Kintone Engineering Blog

Learn about Kintone's engineering efforts. Kintone is provided by Cybozu Inc., a Tokyo-based public company founded in 1997.

Tolerating failures in container image registries

By Akihiro Ikezoe, Hirotaka Yamamoto

Have you ever experienced that your Kubernetes cluster cannot create new Pods because Docker Hub or other container registries are down?

This article will show you several ways to ensure your Kubernetes clusters can always pull images even while an upstream registry is failing. We also describe why we chose to self-host container image registry as a pull-through cache for an upstream registry.

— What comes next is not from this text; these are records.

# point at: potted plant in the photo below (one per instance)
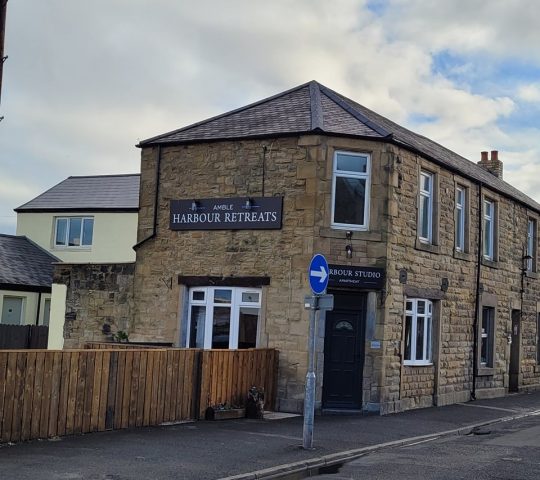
(255, 403)
(224, 411)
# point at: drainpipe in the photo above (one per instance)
(477, 302)
(156, 199)
(39, 306)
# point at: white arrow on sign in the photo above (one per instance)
(322, 274)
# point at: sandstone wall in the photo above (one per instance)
(450, 378)
(97, 294)
(300, 170)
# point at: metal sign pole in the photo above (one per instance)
(318, 274)
(309, 400)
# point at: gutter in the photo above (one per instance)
(156, 200)
(390, 138)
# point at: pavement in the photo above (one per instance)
(247, 449)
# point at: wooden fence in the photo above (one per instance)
(227, 375)
(47, 393)
(23, 336)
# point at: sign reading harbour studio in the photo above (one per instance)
(244, 213)
(356, 277)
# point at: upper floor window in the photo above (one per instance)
(73, 232)
(461, 212)
(425, 211)
(223, 317)
(489, 229)
(418, 332)
(531, 245)
(350, 190)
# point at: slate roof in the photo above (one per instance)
(89, 194)
(24, 264)
(312, 108)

Benefits of having a local registry

Many container images are hosted on public image registries including Docker Hub,, or GitHub Container Registry (GHCR).

If you have a Deployment that depends on these public registries, you might not be able to create new Pods while the registry is failing. This would cause services running on your Kubernetes cluster to be disrupted.

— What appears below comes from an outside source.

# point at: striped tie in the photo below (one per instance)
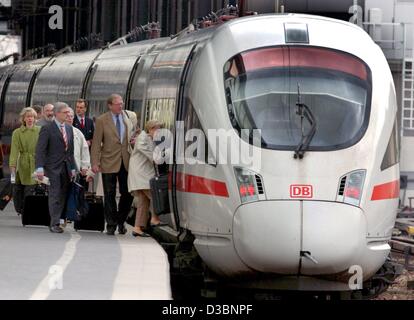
(65, 138)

A local, self-hosted registry can resolve this problem. If you have the same image in the local registry as in the public registry, then when the public registry is down, you can fetch the image from the local registry instead.

Having a local registry has more benefits including:

  • No rate limits, unlike Docker Hub.
  • Faster fetch time
  • Less bandwidth usage

Software for self-hosting registries

Registry includes a simple image registry software called registry.


Harbor is a feature rich registry software.


Dragonfly is an open-source P2P-based Image and file distribution system.

How to switch registries transparently

A Pod in Kubernetes specifies container images with a registry as follows:

  - name: ubuntu

In the above example, is the registry. If registry is omitted, is normally used.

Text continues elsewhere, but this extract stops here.